Genel

Nakliye ustası

1 milyon adeti aşan bir satış rakamına ulaşan Doblo’nun tam ticari versiyonu.

Fiat Doblo otomotiv tarihinin en
başarılı modellerinden biri oldu ve
olmaya da devam ediyor. Doblo’nun
bu hafta Cargo adlı gerçek ticari versiyonunu
test ettik. Görünüm konusunda
diğer Doblo modelleri ile
arasında önemli bir farklılık yok. Bu
aracın en önemli fark edilebilirliği
yan taraflarda camlarının olmaması.

Doblo Cargo’nun şişkin tasarım
unsurları hemen fark ediliyor. Büyük
farları ile beğenimizi kazanan araçta,
kırmızı rengin tercih edilmesi de
hoş bir seçim olmuş. Çok canlı görünen
Doblo Cargo’nun petek dokulu
hava girişi, ön cama kadar
uzanan büyük farları ve büyük siyah
tamponu keyif veren detaylar olarak
karşımıza çıkıyor. Arka tarafta sütunlar
boyunca yükselen stop lambaları
da göze hoş görünüyor. Bagaj
kapağı ise binek versiyonlara göre
çok daha kolay kullanılan ve daha
hoş görünen iki parçalı bir yapıya sahip.

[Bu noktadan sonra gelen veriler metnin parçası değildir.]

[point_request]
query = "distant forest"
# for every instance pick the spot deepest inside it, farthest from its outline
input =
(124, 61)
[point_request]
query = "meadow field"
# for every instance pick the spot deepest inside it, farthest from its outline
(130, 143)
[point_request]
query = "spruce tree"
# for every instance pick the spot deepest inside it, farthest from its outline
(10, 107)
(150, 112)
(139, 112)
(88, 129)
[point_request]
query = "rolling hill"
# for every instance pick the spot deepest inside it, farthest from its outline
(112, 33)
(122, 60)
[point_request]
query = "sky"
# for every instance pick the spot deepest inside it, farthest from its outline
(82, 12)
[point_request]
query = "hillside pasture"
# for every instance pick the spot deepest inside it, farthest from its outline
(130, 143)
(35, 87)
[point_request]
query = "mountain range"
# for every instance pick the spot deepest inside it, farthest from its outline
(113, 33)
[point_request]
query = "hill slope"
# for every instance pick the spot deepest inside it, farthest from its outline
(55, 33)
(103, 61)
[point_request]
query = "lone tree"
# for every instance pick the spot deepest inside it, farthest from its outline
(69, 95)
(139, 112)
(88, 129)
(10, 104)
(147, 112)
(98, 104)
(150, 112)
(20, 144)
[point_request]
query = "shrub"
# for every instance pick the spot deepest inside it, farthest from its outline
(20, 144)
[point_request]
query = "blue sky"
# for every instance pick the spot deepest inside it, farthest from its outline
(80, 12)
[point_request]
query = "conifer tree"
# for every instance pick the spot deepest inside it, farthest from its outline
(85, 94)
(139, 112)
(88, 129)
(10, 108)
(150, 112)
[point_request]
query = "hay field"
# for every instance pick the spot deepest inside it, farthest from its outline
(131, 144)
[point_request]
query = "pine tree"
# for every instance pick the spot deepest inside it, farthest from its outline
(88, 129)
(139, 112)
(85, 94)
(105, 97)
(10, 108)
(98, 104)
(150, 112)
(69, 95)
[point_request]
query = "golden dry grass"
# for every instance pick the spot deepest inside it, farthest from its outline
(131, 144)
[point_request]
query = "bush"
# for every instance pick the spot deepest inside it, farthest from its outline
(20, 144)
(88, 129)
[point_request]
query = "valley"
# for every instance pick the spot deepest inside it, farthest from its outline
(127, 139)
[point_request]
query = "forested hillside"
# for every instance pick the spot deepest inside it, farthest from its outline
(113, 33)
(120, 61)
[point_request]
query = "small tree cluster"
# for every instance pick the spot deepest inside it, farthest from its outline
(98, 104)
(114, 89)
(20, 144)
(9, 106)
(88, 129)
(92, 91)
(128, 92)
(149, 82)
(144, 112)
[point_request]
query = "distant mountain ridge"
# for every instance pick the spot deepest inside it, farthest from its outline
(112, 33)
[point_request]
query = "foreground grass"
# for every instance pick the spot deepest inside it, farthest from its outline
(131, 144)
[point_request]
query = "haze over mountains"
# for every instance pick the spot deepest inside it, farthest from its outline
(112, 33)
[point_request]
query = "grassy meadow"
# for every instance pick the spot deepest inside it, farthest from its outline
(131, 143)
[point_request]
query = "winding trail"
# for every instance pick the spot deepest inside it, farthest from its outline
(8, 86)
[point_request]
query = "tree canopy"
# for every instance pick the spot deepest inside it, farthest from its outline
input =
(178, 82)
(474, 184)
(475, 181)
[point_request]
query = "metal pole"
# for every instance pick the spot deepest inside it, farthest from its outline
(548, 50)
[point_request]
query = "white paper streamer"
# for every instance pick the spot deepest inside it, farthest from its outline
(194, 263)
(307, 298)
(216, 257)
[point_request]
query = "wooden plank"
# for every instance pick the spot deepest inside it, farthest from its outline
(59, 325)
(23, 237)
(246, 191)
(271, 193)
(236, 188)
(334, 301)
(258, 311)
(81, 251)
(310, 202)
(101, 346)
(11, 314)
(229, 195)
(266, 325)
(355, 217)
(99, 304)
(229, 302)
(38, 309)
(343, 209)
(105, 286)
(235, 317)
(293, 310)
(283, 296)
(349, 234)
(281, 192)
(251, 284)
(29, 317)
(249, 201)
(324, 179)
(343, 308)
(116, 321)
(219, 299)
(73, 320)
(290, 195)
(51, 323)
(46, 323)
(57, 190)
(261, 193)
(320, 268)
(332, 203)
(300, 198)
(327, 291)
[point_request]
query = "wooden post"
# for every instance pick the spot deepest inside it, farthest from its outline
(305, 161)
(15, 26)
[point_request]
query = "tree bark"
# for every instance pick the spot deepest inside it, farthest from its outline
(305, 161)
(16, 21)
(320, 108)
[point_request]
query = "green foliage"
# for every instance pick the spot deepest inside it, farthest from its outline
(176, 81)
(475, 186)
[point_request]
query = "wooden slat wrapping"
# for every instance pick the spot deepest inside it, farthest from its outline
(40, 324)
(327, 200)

Çamurluk boşluklarının girinti
çıkıntı yaptığı yükleme alanında bunun
dışında tamamen düz yüzeyli bir
kullanım alanı sunuluyor. 2.2 metrelik
iç mekan uzunluğuna ve 3400
ile 4200 litre arasında değişen bagaj
hacmine sahip olan araç, 1 tona varan
yükleme kapasitesiyle de dikkat
çekiyor.

Cargo’nun iç mekanı binek versiyonu
birebir aynı. Sessizlik konusunda
ise arka taraftan gelen mekanik
seslere alışmanız gerekiyor.
Bir sorun da görüş açılarında yaşanıyor.
Elbette bu durum bu türdeki
tüm araçlar için geçerli bir durum
ama alışkın değilseniz (bizler gibi) ilk
başta önemli bir şaşkınlık ve tedirginlik
yaşıyorsunuz.

Kübik biçimli yükleme alanı ile şov
yapan Doblo Cargo, 2755 mm’lik
dingil mesafesine sahip. Fiat Doblo
Cargo testimize 105 HP güç ve 290
Nm tork üreten 1.6 lt’lik Multijet dizel
motoru ile konuk oldu. Turbo
boşluğu sorunu dışında bu motoru
sevdiğimizi her zaman dile getiriyoruz.
Altı ileri oranlı manuel şanzımanla
kombine edilip beğeni kazanıyor.
Ekonomik tüketim değerleri
için tasarlanan altı ileri oranlı manuel
şanzıman da üzerine düşeni başarıyla
yerine getiriyor. Yüksek sürüş
pozisyonu ile beğenimizi kazanan
Doblo Cargo’nun koltukları da fena
değil ama daha iyi olmalı. Sürücü tarafında
viraj destekleri biraz daha iyi
ama yolcu tarafında yok denecek kadar
az. Motor gürültüsünün iç mekana
çok fazla yansımaması da
önemli bir artıyı hanesine başarıyla
yazmasını biliyor.

Yol tutuş konusunda arka tarafta
da bağımsız süspansiyon sisteminin
kullanılması ile birlikte otomobil
konforunu sunmaya başlayan Doblo
Cargo bu özelliği ile övünmekte
son derece haklı. Yan rüzgarlardan
biraz fazla etkilenmesi dışında sürüş
sırasında güvenliği tehdit eden başka
bir detayla karşılaşmadık. Önde
disk arkada ise kampana kullanılan
frenlerin performansı da birçok otomobili
bile kıskandıracak kadar iyi.

Sonuç

Doblo Cargo ile insan dünyayı bile taşıyacağını
düşünüyor. İki parçalı bagaj kapağının
açılması ile ortaya çıkan kabin devasa bir mağara
gibi. Girinti çıkıntının fazla olmaması da
yüklemelerin daha kolay olmasını sağlıyor.
Kabin içinde otomobilleri aratmayan konfora
sahip olan araç arka tarafında ise tam anlamıyla
profesyonel bir ticari. Motor ise
ekonomi ve performansıyla göz dolduruyor.

Genel

Nakliye ustası

Cargo o kadar büyük ki, insan dünyayı bile taşıyabileceğini düşünüyor.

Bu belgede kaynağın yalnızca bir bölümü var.